Inbox was a powerful and innovative experiment by the Gmail team — emphasis on "was" because Google killed it recently. No worries, though: most of what made it great, such as smart replies and snooze, were subsumed into Gmail.

Even still, Gmail remains imperfect. Despite a Material Design facelift earlier this year, the web version still looks a bit cluttered, unseemly. Michael Leggett agrees.

"[Gmail for web is] like Lucky Charms got spewed all over the screen," he told Fast Company in an interview. Leggett was the lead designer for Gmail from 2008 to 2012. He also cofounded Inbox, which aimed to reimagine Gmail for the modern era.

He left Google in 2015, but Gmail's design continues to bother him.

"Go look at any desktop app and tell me how many have a huge fu***** logo in the top left," says Leggett. "Drop the logo. Give me a break." That huge logo isn't just the problem. Fast Company notes that folders, contacts, Google apps such as Docs and Drive, plus at least half a dozen notifications, all clutter Gmail at any given moment.

Simply Gmail With This Extension

Rather than merely whine, Leggett actually decided to do something about Gmail's look. He created a free extension for Chrome called Simplify that hides all the unnecessary folders and functions and makes Gmail cleaner, calmer, and a lot more streamlined. All that's onscreen are the user's messages and a neat array of buttons. It's minimalist and understated, with every small element seemingly in their right place and no unnecessary visual placements in sight.

More than cutting down on visual noise that plagues Gmail still, the extension also shifts its core functions to the top bar where they're more easily accessible. It also moves the "Create Mail" button to the bottom-right of the screen, which makes sense because the Compose window also shows up there. The user can go from creating an email to actually typing much faster in this arrangement.

Gmail's Design Woes

Leggett was part of a team that tried to fix Gmail for years. In 2008, he created a complex Gmail concept that integrated many of Google's services into Gmail itself, with Docs and Chat appearing alongside email features in a single browser screen. When his team presented it to Larry Page and Sergey Brin, Google's cofounders, they called it "awful."

"We walked out of the meeting and said, 'They're right.
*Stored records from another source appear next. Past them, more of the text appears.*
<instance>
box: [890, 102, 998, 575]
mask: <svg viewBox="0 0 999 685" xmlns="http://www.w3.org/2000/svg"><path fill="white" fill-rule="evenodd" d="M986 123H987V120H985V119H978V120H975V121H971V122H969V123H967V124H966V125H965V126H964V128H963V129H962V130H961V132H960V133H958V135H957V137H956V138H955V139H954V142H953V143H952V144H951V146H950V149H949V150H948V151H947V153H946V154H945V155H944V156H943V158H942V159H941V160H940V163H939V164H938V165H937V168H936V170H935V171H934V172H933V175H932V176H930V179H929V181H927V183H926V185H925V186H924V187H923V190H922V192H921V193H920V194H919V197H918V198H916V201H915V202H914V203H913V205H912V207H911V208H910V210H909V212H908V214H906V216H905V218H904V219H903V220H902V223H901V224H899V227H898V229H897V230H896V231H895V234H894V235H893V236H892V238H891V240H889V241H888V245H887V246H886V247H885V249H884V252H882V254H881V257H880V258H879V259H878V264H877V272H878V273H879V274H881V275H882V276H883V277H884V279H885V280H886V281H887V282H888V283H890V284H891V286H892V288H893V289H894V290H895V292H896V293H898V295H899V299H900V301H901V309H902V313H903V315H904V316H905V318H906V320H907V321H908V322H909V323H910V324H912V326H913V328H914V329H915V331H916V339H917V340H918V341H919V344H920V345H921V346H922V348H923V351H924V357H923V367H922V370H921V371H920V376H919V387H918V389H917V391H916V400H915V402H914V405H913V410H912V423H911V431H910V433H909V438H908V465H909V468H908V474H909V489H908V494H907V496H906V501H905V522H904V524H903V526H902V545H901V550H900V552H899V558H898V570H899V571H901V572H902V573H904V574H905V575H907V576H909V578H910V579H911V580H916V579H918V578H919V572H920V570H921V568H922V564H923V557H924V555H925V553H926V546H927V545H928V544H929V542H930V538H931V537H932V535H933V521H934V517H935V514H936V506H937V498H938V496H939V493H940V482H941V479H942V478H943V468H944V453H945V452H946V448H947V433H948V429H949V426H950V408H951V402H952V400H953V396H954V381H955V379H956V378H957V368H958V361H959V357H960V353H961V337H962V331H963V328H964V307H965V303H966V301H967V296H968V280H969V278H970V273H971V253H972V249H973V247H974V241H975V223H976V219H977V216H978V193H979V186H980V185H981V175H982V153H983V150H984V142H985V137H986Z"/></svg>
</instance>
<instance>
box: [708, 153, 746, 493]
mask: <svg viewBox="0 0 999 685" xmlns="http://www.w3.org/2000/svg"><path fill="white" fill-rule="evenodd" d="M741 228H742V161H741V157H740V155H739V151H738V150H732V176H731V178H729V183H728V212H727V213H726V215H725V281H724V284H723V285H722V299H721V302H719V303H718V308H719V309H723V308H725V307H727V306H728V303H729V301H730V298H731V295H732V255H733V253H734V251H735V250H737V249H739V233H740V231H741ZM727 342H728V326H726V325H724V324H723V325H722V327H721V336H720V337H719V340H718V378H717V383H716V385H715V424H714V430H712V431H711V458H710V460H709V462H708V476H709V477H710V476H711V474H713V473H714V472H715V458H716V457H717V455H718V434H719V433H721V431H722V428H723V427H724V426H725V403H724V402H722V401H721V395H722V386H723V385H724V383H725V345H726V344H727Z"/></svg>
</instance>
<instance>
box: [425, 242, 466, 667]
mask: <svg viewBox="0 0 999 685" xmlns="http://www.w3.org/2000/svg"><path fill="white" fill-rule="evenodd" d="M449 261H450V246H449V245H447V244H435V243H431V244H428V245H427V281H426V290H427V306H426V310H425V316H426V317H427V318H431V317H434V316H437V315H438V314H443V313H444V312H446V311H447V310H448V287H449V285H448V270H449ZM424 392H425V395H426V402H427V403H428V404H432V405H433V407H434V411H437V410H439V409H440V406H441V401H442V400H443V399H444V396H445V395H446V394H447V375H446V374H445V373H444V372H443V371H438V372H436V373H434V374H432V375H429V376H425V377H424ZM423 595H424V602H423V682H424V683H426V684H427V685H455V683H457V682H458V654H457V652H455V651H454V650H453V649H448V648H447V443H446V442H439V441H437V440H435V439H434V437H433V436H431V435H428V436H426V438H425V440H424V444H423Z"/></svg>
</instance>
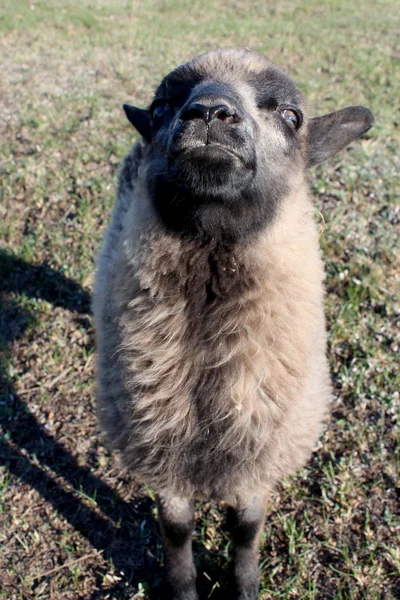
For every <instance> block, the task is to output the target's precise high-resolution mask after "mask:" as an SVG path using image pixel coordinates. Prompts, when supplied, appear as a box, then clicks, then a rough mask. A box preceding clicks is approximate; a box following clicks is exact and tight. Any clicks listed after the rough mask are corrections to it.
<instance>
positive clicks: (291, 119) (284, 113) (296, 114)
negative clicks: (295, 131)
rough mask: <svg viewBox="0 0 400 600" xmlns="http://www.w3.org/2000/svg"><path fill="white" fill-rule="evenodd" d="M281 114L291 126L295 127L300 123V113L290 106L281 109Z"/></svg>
mask: <svg viewBox="0 0 400 600" xmlns="http://www.w3.org/2000/svg"><path fill="white" fill-rule="evenodd" d="M281 116H282V118H283V120H284V121H286V123H287V124H288V125H290V127H293V128H294V129H297V128H298V126H299V124H300V119H299V115H298V114H297V113H296V112H295V111H294V110H291V109H290V108H285V109H284V110H282V111H281Z"/></svg>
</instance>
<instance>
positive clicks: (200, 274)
mask: <svg viewBox="0 0 400 600" xmlns="http://www.w3.org/2000/svg"><path fill="white" fill-rule="evenodd" d="M141 160H143V156H142V148H141V145H140V143H138V144H137V145H136V146H134V148H133V150H132V151H131V153H130V154H129V155H128V156H127V158H126V159H125V163H124V166H123V169H122V171H121V175H120V187H119V195H118V201H117V204H116V207H115V211H114V215H113V219H112V223H111V225H110V227H109V230H108V233H107V236H106V240H105V243H104V246H103V249H102V252H101V254H100V256H99V261H98V279H97V286H96V292H95V302H96V304H95V315H96V328H97V331H98V333H99V335H98V347H99V389H98V398H99V415H100V421H101V424H102V426H103V428H104V429H105V431H106V432H107V434H108V439H109V441H110V443H111V445H112V446H113V447H114V448H116V449H118V450H119V452H120V453H121V456H122V459H123V462H124V463H125V464H126V465H127V466H128V467H129V468H130V469H131V470H132V471H133V472H134V473H136V474H137V476H138V477H139V478H140V479H142V480H144V481H146V482H147V483H148V484H149V485H150V486H152V487H153V488H154V489H155V490H157V491H158V492H163V491H166V490H168V491H169V492H172V493H175V494H177V495H181V496H185V497H196V498H210V497H213V498H216V499H220V500H226V501H227V502H230V503H237V502H238V501H240V503H242V502H246V501H247V500H248V499H249V498H251V497H252V496H253V495H254V494H255V493H256V492H257V491H258V490H260V489H268V488H271V487H272V486H273V485H274V483H275V482H276V481H277V480H278V479H279V478H281V477H282V476H283V475H285V474H287V473H290V472H293V471H294V470H296V469H297V468H298V467H299V466H301V465H303V464H304V463H305V461H306V460H307V458H308V457H309V454H310V452H311V450H312V447H313V445H314V443H315V441H316V439H317V438H318V435H319V434H320V431H321V426H322V422H323V419H324V417H325V416H326V412H327V406H328V402H329V395H330V383H329V376H328V367H327V364H326V359H325V327H324V315H323V308H322V296H323V288H322V280H323V266H322V262H321V258H320V251H319V246H318V232H317V230H316V227H315V224H314V210H313V208H312V205H311V203H310V200H309V198H308V191H307V185H306V182H305V180H304V178H303V177H299V181H298V184H297V185H296V186H295V189H296V191H295V193H294V194H292V195H291V196H289V197H287V198H286V200H285V202H284V204H283V205H282V206H281V211H280V215H279V218H278V219H276V222H275V223H274V224H273V225H271V226H270V227H269V228H267V230H266V231H264V232H262V233H261V234H259V235H258V236H257V238H256V239H255V240H251V242H244V243H238V244H236V245H234V246H232V247H226V246H225V247H224V245H222V244H218V243H216V242H212V241H211V242H208V243H205V242H203V241H200V240H186V239H182V238H179V237H177V236H175V235H172V234H170V233H167V232H165V231H164V230H163V228H162V226H161V225H160V224H157V223H158V219H157V217H156V215H155V214H154V211H153V209H152V208H151V203H150V202H149V201H148V198H147V196H146V190H145V187H144V186H143V185H142V183H141V177H140V169H138V168H139V165H140V162H141ZM138 170H139V175H138Z"/></svg>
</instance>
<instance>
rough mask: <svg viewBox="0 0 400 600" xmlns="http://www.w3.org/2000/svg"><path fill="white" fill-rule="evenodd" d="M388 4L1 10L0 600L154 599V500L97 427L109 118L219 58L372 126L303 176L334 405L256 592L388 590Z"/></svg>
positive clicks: (392, 217)
mask: <svg viewBox="0 0 400 600" xmlns="http://www.w3.org/2000/svg"><path fill="white" fill-rule="evenodd" d="M396 10H397V4H396V2H395V1H394V0H387V1H386V0H385V1H383V0H380V1H378V2H372V0H365V2H363V3H362V6H361V5H359V4H357V5H356V4H352V3H349V2H344V0H343V1H342V0H334V1H333V2H331V3H329V5H328V4H325V3H318V2H316V0H309V1H308V2H305V3H304V2H302V3H301V2H299V1H289V0H283V1H282V2H280V3H277V4H276V3H274V4H272V3H269V2H265V1H263V2H261V1H256V0H252V1H251V2H247V3H243V2H236V1H234V0H229V1H228V0H225V1H222V0H217V1H214V2H213V3H211V2H210V1H209V0H207V1H205V2H202V3H200V2H198V3H196V2H194V3H193V2H188V1H185V0H181V1H180V2H178V1H177V0H174V1H171V2H166V1H165V0H154V1H150V0H142V1H141V2H129V3H128V2H123V0H118V2H114V3H110V2H108V3H106V2H103V1H102V0H101V1H100V0H97V1H96V2H92V3H91V4H90V5H89V3H88V2H86V1H83V2H79V3H78V2H77V1H76V0H67V1H65V2H61V1H57V2H49V1H48V0H44V1H43V2H34V1H33V2H30V3H29V2H16V1H15V2H9V3H7V5H6V8H0V28H1V29H2V31H3V33H2V38H1V41H0V44H1V53H2V57H3V60H2V78H1V82H0V86H1V89H0V95H1V98H2V110H1V113H0V134H1V137H0V152H1V158H0V161H1V162H0V177H1V180H2V203H1V205H0V216H1V220H0V236H1V241H0V280H1V300H0V345H1V346H0V349H1V350H2V354H1V356H0V376H1V383H2V388H1V392H0V419H1V441H0V456H1V461H2V464H3V466H2V468H1V471H0V512H1V513H2V514H1V524H0V542H1V545H0V571H1V573H2V584H1V591H0V598H1V599H4V600H5V599H7V600H14V599H15V600H16V599H24V600H25V599H37V600H39V599H50V600H61V598H62V599H63V600H69V599H71V600H75V599H77V598H79V599H81V600H89V599H90V600H95V599H100V598H104V599H105V598H113V599H119V600H123V599H127V598H128V597H130V598H131V597H134V598H143V599H145V598H148V597H149V596H150V591H149V590H150V588H151V587H154V588H156V589H157V587H159V585H160V577H161V575H160V567H159V564H160V561H161V559H162V551H161V546H160V538H159V534H158V530H157V526H156V523H155V520H154V506H153V501H152V499H151V492H150V491H149V490H147V491H146V490H143V489H142V488H141V487H140V486H139V485H138V484H137V483H136V482H134V481H133V480H132V479H131V478H130V477H129V475H128V474H127V473H122V472H121V470H120V469H119V467H118V464H117V462H116V461H115V459H114V458H113V457H111V456H110V455H109V454H108V452H107V451H106V450H105V449H104V447H103V446H102V445H101V443H100V440H99V436H98V432H97V427H96V422H95V416H94V400H93V392H94V390H93V363H94V360H93V352H94V347H93V328H92V322H91V316H90V291H91V287H90V286H91V276H92V272H93V258H94V255H95V252H96V249H97V247H98V243H99V240H100V238H101V235H102V232H103V230H104V227H105V224H106V222H107V219H108V213H109V209H110V207H111V205H112V200H113V195H114V185H115V172H116V169H117V167H118V163H119V161H120V159H121V158H122V156H123V155H124V152H125V151H126V150H127V149H128V147H129V145H130V143H131V141H132V135H133V132H132V130H131V129H129V127H128V125H127V124H126V123H125V121H124V118H123V115H122V111H121V109H120V105H121V104H122V102H124V101H127V100H128V101H129V100H130V101H132V102H134V103H137V104H139V105H144V104H145V103H147V102H148V100H149V98H150V95H151V90H152V89H153V87H154V85H155V83H156V82H157V80H158V79H159V77H160V75H161V74H163V73H165V72H167V71H168V70H169V69H170V68H171V67H172V66H174V65H175V64H178V63H180V62H182V61H183V60H185V59H186V58H189V57H191V56H192V55H193V54H195V53H197V52H199V51H202V50H205V49H208V48H212V47H217V46H221V45H222V46H227V45H245V46H250V47H252V48H253V49H256V50H259V51H261V52H263V53H265V54H266V55H268V56H269V57H270V59H271V60H273V61H275V62H277V63H278V64H281V65H282V66H283V67H284V68H286V69H287V70H288V71H289V72H290V73H291V74H292V75H293V77H294V78H295V79H296V81H297V82H298V83H299V84H300V85H301V87H302V88H303V90H304V91H305V94H306V96H307V97H308V98H309V104H310V107H311V113H312V114H316V113H317V112H324V111H329V110H333V109H334V108H336V107H339V106H344V105H345V104H351V103H353V104H365V105H367V106H369V107H370V108H372V110H373V111H374V112H375V115H376V118H377V125H376V127H375V128H374V129H373V130H371V132H370V133H369V134H368V136H367V138H366V139H364V140H363V141H362V142H361V143H358V144H356V145H355V146H354V148H352V149H351V150H349V151H347V152H345V153H343V154H342V155H341V156H340V157H338V158H336V160H334V161H333V162H332V163H330V164H329V165H327V166H323V167H319V168H318V169H317V170H315V171H314V172H313V173H311V175H310V179H311V182H312V187H313V190H314V193H315V196H316V206H317V208H318V210H320V211H321V212H322V214H323V215H324V218H325V221H326V231H325V233H324V235H323V237H322V244H323V248H324V253H325V258H326V264H327V274H328V297H327V314H328V321H329V328H330V331H329V341H330V358H331V365H332V372H333V375H334V382H335V400H334V405H333V411H332V420H331V423H330V425H329V428H328V431H327V433H326V434H325V436H324V438H323V439H322V441H321V443H320V446H319V448H318V449H317V452H316V453H315V454H314V456H313V459H312V461H311V462H310V464H309V465H308V466H307V468H305V469H304V470H303V471H302V472H301V473H300V474H299V475H298V476H297V477H295V478H291V479H288V480H287V481H285V482H284V484H283V485H282V486H281V488H280V489H279V490H277V492H276V494H275V495H274V497H273V501H272V506H271V511H270V517H269V519H268V521H267V524H266V527H265V535H264V538H263V546H262V567H263V595H262V597H263V598H265V599H269V598H280V599H282V600H283V599H288V600H289V599H292V598H301V599H310V600H311V599H317V598H318V599H322V598H323V599H332V600H333V599H335V600H339V599H340V600H345V599H346V600H347V599H351V600H352V599H354V600H360V599H364V598H365V599H368V600H374V599H378V598H379V599H393V598H400V553H399V546H400V544H399V542H400V529H399V528H400V522H399V498H398V496H399V489H400V481H399V473H400V460H399V366H400V365H399V314H400V306H399V295H398V292H399V276H398V254H397V252H398V247H399V221H400V212H399V205H398V192H397V188H398V184H397V188H396V185H395V180H396V176H397V177H398V174H397V171H398V141H399V135H398V131H399V122H398V111H397V109H396V107H395V104H394V103H395V100H396V98H397V96H398V90H399V89H400V69H399V68H398V60H399V55H400V51H399V47H398V31H397V30H396V21H395V19H394V16H395V14H396ZM396 61H397V69H396V68H395V64H396ZM317 108H318V110H317ZM148 494H149V495H150V497H149V495H148ZM223 519H224V514H223V508H222V507H218V506H214V505H207V506H199V511H198V527H197V530H196V539H195V547H196V548H195V549H196V556H197V562H198V571H199V580H200V586H201V589H202V591H203V595H204V597H211V598H217V597H218V595H220V596H221V597H222V598H223V597H224V595H223V591H224V581H225V579H224V578H225V572H226V560H227V556H228V550H229V539H228V538H227V537H226V535H225V532H224V528H223ZM156 593H157V592H156Z"/></svg>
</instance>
This is awful ... that's what led to Inbox."

Simply was a personal project for Leggett and some of his acquaintances. When Google shut down Inbox, a friend encouraged him to put the extension "out there." He didn't. At least not immediately. He polished it further, sat on it, and decided to give Google one last chance. When Google failed to revamp Gmail's design, he decided to launch Simplify.

Simplify is available to download now.